When he announced the downgrading of cannabis to the Commons in July 2002, 
Mr Blunkett promised that 'harm minimisation will be given greater priority'.

Last March, there was a private meeting on drug policy at Wilton Park in 
Sussex, organised by Drugscope and the Foreign Office.

Participants from Third World countries who were anxious to learn how to 
combat drug use were astonished to find the agenda dominated by notorious 
drug legalisers discussing how to overturn the UN drug conventions.

ONE OF them boasted that harm reduction had spread throughout Europe and 
was now 'irreversible'. 'The flood,' he declared, 'is already on this side 
of the dyke.'

Mr Blunkett is adamant that the Government will not legalise cannabis or 
any other drug. He insists that he is acting on the advice of the Advisory 
Council on the Misuse of Drugs, which recommended reclassification of 
cannabis in March 2002.

But the Advisory Council has itself been accused of having a drug 
liberalisation agenda.

The Lambeth MP Kate Hoey has claimed that at least 13 of its 32 members -- 
who include Drugscope's former head Roger Howard -- are committed to 
liberalising drug policy.

The council's chairman, Sir Michael Rawlins, brushes the charge aside. But 
the fact remains that the council has been trying to get cannabis 
reclassified for 20 years. And now the insidious 'harm reduction' gospel 
seems certain to make the effects of that policy all the more damaging.

Panicked by the backlash that downgrading has produced, the Home Office has 
spent UKP 1 million on an advertising campaign which it says will tell 
young people that cannabis is dangerous and still illegal.

But since most drug educators adopt the defeatist 'harm reduction' 
approach, that message will be subverted at every turn.

Their view is that because most children take drugs anyway, education 
materials should not try to prevent them from doing so, but should 
'minimise harm' by providing them with 'informed choices'.

Mary Brett, head of biology at Dr Challoner's Grammar School in Amersham, 
Buckinghamshire, says this approach is dangerous and wrong.

'By no means do all kids use drugs,' she said. 'Maybe 30 to 40per cent try 
them, but most give up after a puff or two. It's simply wrong to think drug 
use is inevitable.

'As for safety, there is no guaranteed safe way to take any drug.
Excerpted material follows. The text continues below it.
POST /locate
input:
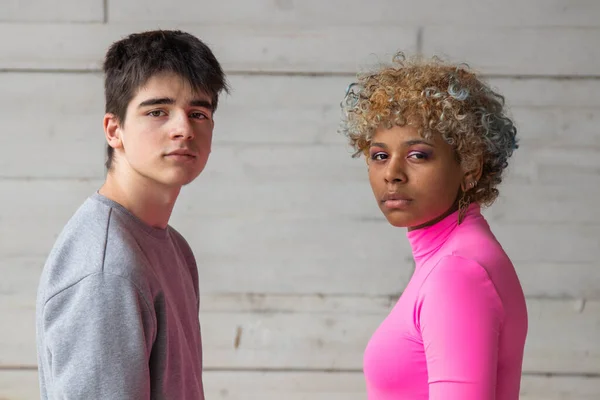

There 
should be no choice for children -- we should tell them drugs are illegal. 
Do we let them 'choose' to break the law by speeding or petty pilfering?'

YET DRUG education guidelines provided by the Government's curriculum 
authority use the phrase 'informed choices' over and over again; even at 
age 11, children are encouraged to make 'informed choices'.

Drugscope, says Mrs Brett, constantly states in its information materials 
that cannabis is not physically addictive, which is untrue. Its website 
contains very few facts about the harm the drug can do.

'One of the booklets about cannabis distributed by Drugscope shows a 
picture of two young chaps in a field of cannabis plants,' says Mrs Brett.

'One of them is wearing a cap with the logo "Have fun, take care". What 
sort of message does that send?'

Whatever Mr Blunkett thinks he is doing by downgrading cannabis, there is 
no doubt that a sea-change has taken place in government which has swung 
behind the 'harm reduction' agenda promoted by drug legalisers.

This agenda has found a receptive audience because many think the law 
against cannabis has failed.

What they miss is that enforcement of this law collapsed years ago -- as 
the result of deliberate government decisions.

It is not the law that has failed, but the willingness of this society to 
provide a clear message that cannabis use is illegal, dangerous and wrong.

Now Mr Blunkett's downgrading appears to have produced the worst of all 
possible worlds -- chaos, confusion and a dangerous signal to young people 
that smoking cannabis is harmless fun.

His officials say he wanted to make his name with his drugs policy. This 
cannot be quite what he had in mind.